Social networks, unfortunately, can be the sources of conflict, trauma, and violence, as well as support. In the Worcester Family Research Project, homeless mothers had smaller social networks than housed women and reported more conflicted relationships in their networks. Therefore, large social networks emerged as a protective factor for homelessness, but having a network marked by interpersonal conflict was a risk factor for homelessness (Bassuk et al., 1997). For both homeless and housed mothers, conflict with family and friends was related to impaired mental health (Bassuk et al., 2002). Sibling conflict, in particular, was a stronger predictor of mental health symptoms than was parental conflict.
Homeless mothers, like poor women in general, have experienced high rates of both domestic and community violence (Bassuk et al., 2001). Many women report having been both victims and witnesses of violence over their lifetimes. In the Worcester Family Research Project, almost two-thirds of the homeless mothers had been severely physically assaulted by an intimate partner, and one-third had a current or recent abusive partner. More than one-fourth of the mothers reported having needed or received medical treatment because of these attacks (Bassuk et al., 1996). Supporting these findings, Rog and her colleagues (1995b) reported that almost two-thirds of their nine-city sample of homeless women described one or more severe acts of violence by a current or former intimate partner. Not surprisingly, many of these women reportedly lost or left their last homes because of domestic violence.
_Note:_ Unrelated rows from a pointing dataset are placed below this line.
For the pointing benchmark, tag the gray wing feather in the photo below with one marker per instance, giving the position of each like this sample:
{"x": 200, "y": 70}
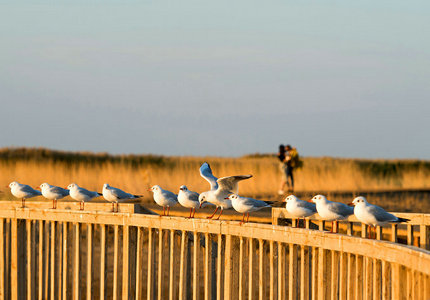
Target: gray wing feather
{"x": 230, "y": 183}
{"x": 381, "y": 215}
{"x": 341, "y": 208}
{"x": 307, "y": 205}
{"x": 29, "y": 189}
{"x": 206, "y": 173}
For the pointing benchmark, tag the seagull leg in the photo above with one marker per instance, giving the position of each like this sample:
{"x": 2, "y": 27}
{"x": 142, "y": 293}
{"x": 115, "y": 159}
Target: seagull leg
{"x": 220, "y": 213}
{"x": 243, "y": 219}
{"x": 210, "y": 217}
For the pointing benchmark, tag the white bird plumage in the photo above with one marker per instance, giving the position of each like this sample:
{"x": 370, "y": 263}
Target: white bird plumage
{"x": 220, "y": 189}
{"x": 332, "y": 211}
{"x": 115, "y": 195}
{"x": 54, "y": 193}
{"x": 188, "y": 199}
{"x": 80, "y": 194}
{"x": 164, "y": 198}
{"x": 246, "y": 205}
{"x": 23, "y": 191}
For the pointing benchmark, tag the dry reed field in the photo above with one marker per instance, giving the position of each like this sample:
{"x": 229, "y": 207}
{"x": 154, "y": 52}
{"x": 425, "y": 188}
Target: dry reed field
{"x": 136, "y": 173}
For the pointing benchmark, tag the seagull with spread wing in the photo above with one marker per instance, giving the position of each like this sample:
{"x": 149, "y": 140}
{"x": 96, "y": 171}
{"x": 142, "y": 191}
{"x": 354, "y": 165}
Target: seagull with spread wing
{"x": 220, "y": 189}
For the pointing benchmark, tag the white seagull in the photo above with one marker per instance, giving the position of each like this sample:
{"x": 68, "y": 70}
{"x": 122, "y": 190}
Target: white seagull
{"x": 164, "y": 198}
{"x": 80, "y": 194}
{"x": 373, "y": 215}
{"x": 220, "y": 189}
{"x": 299, "y": 208}
{"x": 331, "y": 211}
{"x": 54, "y": 193}
{"x": 188, "y": 199}
{"x": 22, "y": 191}
{"x": 246, "y": 205}
{"x": 114, "y": 195}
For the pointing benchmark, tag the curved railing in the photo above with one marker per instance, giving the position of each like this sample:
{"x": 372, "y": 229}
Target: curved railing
{"x": 65, "y": 254}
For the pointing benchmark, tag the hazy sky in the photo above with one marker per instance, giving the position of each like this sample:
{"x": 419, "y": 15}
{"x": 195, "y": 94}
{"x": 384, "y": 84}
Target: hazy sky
{"x": 225, "y": 78}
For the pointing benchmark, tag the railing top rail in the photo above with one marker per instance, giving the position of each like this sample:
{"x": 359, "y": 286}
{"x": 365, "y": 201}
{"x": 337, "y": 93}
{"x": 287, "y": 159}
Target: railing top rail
{"x": 415, "y": 218}
{"x": 411, "y": 257}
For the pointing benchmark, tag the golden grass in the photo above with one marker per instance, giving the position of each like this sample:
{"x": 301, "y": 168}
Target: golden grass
{"x": 318, "y": 174}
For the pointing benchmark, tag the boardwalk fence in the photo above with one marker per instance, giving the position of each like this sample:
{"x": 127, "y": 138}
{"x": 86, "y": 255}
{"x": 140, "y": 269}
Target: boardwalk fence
{"x": 71, "y": 254}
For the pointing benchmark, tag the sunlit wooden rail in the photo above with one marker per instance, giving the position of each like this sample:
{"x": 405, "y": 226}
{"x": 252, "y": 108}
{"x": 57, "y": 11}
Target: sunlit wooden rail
{"x": 72, "y": 254}
{"x": 415, "y": 232}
In addition to adult violent victimization, many homeless mothers experienced severe abuse and assault in childhood. The Worcester Family Research Project (Bassuk et al., 1996) documented that more than 40 percent of homeless mothers had been sexually molested by the age of 12. Women participating in the SAMHSA Homeless Families Project reported similar findings, with 44 percent reporting sexual molestation by a family member or someone they knew before the age of 18. Sixty-six percent of the women in the Worcester Family Research Project experienced severe physical abuse, mainly at the hand of an adult caretaker. Other studies have found similar results (Rog, et al., 1995b; SAMHSA, 2004).